REPTILE MYTH BUSTER - Reptiles love heat, so summer is easy
By Karen Truong

Reptiles run on warmth. They bask, they pull heat from a lamp or the sun, and a cold reptile slows down and stops digesting. So more heat sounds like a gift, and plenty of keepers ease off in summer for that reason.
Heat works for a reptile only when it can get away from it. A bearded dragon basks until it hits the temperature it wants, then walks to the cool end to shed the excess. That back-and-forth is how it holds a steady body temperature. Take away the cool end and the animal has no brakes.
The risk shows up when the room climbs and the whole enclosure climbs with it. Your reptile runs out of cooler ground to retreat to. A cold reptile gets sluggish and you have hours to catch it. An overheating reptile is in trouble in minutes. Heat stress hits faster and does more damage than a cold spell.
The signs are worth knowing.

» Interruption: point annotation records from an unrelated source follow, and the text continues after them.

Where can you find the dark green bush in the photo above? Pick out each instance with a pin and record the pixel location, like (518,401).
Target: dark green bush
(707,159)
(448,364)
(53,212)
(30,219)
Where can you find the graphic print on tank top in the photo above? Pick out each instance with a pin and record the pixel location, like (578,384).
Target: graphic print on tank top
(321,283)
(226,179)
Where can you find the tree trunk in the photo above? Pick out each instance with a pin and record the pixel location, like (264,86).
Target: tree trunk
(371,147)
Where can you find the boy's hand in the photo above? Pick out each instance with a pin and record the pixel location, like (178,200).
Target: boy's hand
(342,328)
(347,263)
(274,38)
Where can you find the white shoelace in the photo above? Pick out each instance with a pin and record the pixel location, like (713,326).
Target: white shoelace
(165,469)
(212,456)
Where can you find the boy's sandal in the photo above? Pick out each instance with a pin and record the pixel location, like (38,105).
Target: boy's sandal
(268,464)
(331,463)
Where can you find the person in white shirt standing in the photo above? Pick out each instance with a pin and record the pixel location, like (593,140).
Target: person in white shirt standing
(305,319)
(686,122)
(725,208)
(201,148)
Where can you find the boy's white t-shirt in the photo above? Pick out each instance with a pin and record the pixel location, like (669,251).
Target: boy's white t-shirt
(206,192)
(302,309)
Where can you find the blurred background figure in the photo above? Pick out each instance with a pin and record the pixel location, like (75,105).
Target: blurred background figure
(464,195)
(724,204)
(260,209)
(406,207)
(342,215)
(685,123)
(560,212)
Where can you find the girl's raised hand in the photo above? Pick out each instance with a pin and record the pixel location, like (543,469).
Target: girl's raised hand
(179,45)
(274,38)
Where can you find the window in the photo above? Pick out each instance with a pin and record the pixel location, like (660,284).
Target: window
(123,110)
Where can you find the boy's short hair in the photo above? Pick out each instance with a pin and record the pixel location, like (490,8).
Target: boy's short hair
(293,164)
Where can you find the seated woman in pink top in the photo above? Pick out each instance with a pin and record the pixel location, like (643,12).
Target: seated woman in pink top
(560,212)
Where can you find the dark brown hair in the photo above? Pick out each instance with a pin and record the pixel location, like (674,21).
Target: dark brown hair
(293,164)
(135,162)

A reptile that gapes its mouth long after it's done basking, presses against the cool glass, digs to escape the surface heat, or paces the tank is telling you the enclosure is too warm. In a hot tank, that stillness you took for a nap is heat stress.
Summer is the season to watch hardest. Read your temperatures through the hottest part of the day, protect the cool end, and give your reptile a way to drink and soak. The animals that struggle in July belong to keepers who assumed the heat was doing them a favor.